When the body’s immune system fights cancer, how does it choose a specific target? Researchers from the Howard Hughes Medical Institute Investigator (HHMI) have spent decades studying the molecular structure of the immune system in an effort to answer this question. In December 2017, they reported a screening method that allowed them to identify which “signals” displayed by cancer cells were being recognized by the immune system, effectively discovering a “cancer beacon.”
"This is going to widen the scope of our understanding for how tumors are recognized," Stanford University School of Medicine Protein Engineer Christopher Garcia says. Understanding how immune cells choose targets has wide-reaching consequences for the treatment of cancers through immunotherapies, and may also be illuminating for the treatment of autoimmune diseases.
Garcia and his colleagues used tumor samples from two colorectal cancer patients to evaluate how tumor-infiltrating lymphocytes (immune cells) detect signals for cancer (molecules called antigens). They searched through millions of antigens for the ones that the T-cell receptors (proteins on the surface of lymphocytes) would recognize.
This team first developed a similar biochemical process to look through millions of antigens in 2014. In this recent method, they isolated and read the DNA sequences of individual lymphocytes from the two patients. They used the specific T-cell receptors to sift through millions of potential antigens, which a press release characterizes as “molecular needles in an enormous haystack.” HHMI Investigator Mark Davis, Postdoctoral Fellow Arnold Han and graduate student Marvin Gee played a central role in reading the immune cells’ DNA and searching through antigens.
Not only were they able to identify the antigens recognized by the T-cell receptors, they found that the T-cell receptors from both patients recognized the same tumor antigen. This is a major discovery because it may empower researchers to engineer T-cell receptors to recognize cancer antigens identified as common.

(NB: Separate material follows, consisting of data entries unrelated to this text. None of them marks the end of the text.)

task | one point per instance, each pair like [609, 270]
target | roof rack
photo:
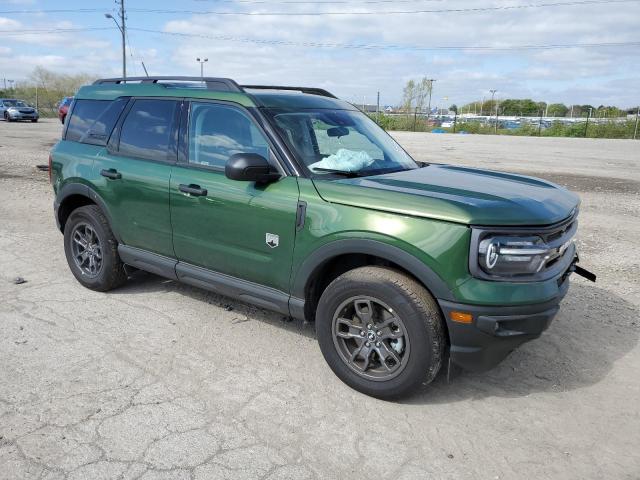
[212, 83]
[310, 90]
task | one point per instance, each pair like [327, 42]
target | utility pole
[493, 93]
[202, 62]
[124, 41]
[431, 80]
[123, 31]
[540, 123]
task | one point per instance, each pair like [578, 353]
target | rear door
[241, 229]
[132, 173]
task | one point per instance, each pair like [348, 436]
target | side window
[218, 131]
[147, 130]
[93, 120]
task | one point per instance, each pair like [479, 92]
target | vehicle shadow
[141, 282]
[593, 330]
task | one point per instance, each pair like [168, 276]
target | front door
[241, 229]
[134, 175]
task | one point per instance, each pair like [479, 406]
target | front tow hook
[583, 272]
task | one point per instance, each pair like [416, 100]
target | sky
[353, 48]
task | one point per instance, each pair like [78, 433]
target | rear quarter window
[92, 121]
[147, 129]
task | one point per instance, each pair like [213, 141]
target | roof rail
[310, 90]
[223, 84]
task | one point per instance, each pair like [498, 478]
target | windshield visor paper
[340, 141]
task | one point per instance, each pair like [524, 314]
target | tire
[89, 226]
[390, 295]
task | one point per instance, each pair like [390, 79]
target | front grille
[560, 241]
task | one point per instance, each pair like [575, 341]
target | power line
[51, 30]
[231, 38]
[393, 12]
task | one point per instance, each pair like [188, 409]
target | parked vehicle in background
[13, 109]
[293, 200]
[63, 108]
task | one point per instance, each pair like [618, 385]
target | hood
[457, 194]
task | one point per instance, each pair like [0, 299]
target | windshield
[14, 103]
[336, 142]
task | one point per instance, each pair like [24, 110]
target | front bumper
[497, 331]
[23, 116]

"We have to find antigens that are shared across multiple different patients so that one treatment can serve many different people," Garcia says. HHMI also posits that a common antigen could be used as a vaccine that would teach the immune system to find and destroy the cancer cells. This ability to identify which antigens activate immune cells could also help researchers who are trying to better understand autoimmune disorders at the cellular level.
Garcia has long been dedicated to exploring how T-cell receptors work. In 1996, he was part of a team that first unlocked the 3D structure of T-cell receptors bound to targets. In 2014, he discovered T-cell receptors were “far more specific for their targets” than previously assumed. Garcia sees this recent advancement in comprehending how the immune system works shows the power of investing “in the most basic discovery science.”
"This is a great example of how starting with the most reductionist approach can lead you to very powerful insights with clinical relevance," he says.
“Antigen Identification for Orphan T-Cell Receptors Expressed on Tumor-Infiltrating Lymphocytes” was published in the journal Cell.